Entusiasmo. "Sappiamo di aver fatto qualcosa di importante". Abbiamo centrato una finale storica, battere in semifinale la rivale cittadina è stata un'impresa. Insomma, il successo casalingo dei biancocelesti manca da un po', ma in questo momento sembra difficile. Ecco i passaggi più significativi: "La Lazio è nel mio destino".

"Abbiamo sempre un grandissimo rapporto".

Ho qualche giocatore affaticato e dovremo lavorare quest'ultimi nel migliore dei modi recuperando un po' di energie. "Oggi faremo allenamento, replicheremo domattina e poi sceglierò in base alle varie esigenza". Nel posticipo di domenica sera allo stadio Olimpico di Roma tra Lazio e Napoli, in palio tre punti fondamentali per conquistare un posto nell'Europa che conta.

Il morale è alto a Formello dopo la qualificazione alla finale di Coppa Italia.

Modulo. "Ho una squadra che può variare". Sappiamo che domani affronteremo una squadra ferita dopo l'eliminazione dalla Coppa Italia.

Sulle chances di terzo posto: "Vogliamo continuare nel nostro percorso, il calendario è complicato, ma in Italia nessuna gara è semplice e proveremo ad affrontarla una per volta al meglio". Chi invece è già out? Tra questi, oltre a de Vrij e Biglia, anche Lulic e Immobile. Anche Lombardi ha un problema alla schiena. "Cercherò di recuperarli almeno per la panchina". Non si addice molto alle nostre caratteristiche la gestione.

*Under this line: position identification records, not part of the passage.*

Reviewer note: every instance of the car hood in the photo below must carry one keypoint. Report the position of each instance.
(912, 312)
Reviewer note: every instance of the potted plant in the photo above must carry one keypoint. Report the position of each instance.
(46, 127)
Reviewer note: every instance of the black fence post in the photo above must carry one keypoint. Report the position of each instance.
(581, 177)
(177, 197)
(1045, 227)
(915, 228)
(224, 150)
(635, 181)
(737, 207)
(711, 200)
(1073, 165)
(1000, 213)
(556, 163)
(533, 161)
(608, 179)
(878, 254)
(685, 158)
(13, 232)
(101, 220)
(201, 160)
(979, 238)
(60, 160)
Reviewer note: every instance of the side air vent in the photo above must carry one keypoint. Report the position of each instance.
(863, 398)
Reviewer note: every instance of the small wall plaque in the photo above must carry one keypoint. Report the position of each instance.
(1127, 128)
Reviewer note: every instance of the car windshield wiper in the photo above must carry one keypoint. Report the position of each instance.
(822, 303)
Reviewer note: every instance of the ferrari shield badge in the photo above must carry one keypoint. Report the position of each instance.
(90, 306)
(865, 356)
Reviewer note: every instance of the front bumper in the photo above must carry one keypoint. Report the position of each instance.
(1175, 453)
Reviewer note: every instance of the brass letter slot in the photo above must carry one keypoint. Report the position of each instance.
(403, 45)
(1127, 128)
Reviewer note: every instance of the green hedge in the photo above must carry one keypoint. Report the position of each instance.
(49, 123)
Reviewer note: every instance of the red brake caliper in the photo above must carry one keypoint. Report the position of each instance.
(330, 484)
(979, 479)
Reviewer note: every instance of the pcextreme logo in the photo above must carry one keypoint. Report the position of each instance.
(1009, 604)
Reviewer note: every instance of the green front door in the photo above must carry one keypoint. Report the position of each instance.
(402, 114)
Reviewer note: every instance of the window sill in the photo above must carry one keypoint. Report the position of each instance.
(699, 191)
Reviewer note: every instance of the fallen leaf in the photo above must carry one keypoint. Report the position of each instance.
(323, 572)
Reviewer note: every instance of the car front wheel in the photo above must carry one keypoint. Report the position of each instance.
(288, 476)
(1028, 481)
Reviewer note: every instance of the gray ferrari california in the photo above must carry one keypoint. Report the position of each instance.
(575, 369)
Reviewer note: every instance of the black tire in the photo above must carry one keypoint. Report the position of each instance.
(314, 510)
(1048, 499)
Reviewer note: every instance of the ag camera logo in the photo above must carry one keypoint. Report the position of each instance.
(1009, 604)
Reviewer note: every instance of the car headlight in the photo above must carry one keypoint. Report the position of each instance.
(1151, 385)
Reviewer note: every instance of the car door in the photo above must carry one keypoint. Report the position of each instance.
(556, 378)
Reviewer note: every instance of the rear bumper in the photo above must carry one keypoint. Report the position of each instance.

L'euforia post-derby può, per assurdo, creare pressione? Era giusto festeggiare per la gioia che abbiamo dato alla nostra gente. Vincere, dunque, sarebbe davvero il massimo, anche per dare una prova di forza al campionato e per confermare come la bontà del gioco di Sarri porti risultati anche importanti. "Cercheremo di fare la nostra partita e di non farci trovare impreparati". Siamo infatti giunti al trentunesimo appuntamento stagionale, e i verdetti non sono ancora stati scritti.

"Penso proprio di sì, sono due giocatori importanti". Bastos ha avuto uno strappo di secondo-terzo grado, è stato fuori due mesi. "Sono più freschi di chi ha giocato maggiormente, sono due risorse che proveremo a sfruttare".

La squadra è cresciuta tantissimo: quali sono i suoi meriti?

Sulle indicazioni della vigilia, però, pesano diversi dubbi di formazione, soprattutto per ciò che riguarda le scelte di Simone Inzaghi. A fine gara dissi di essere fiducioso, eravamo comunque sulla strada giusta. "Ora manca il rush, dovremo cercare di essere pronti". Mertens? E' ormai diventato un vero nove.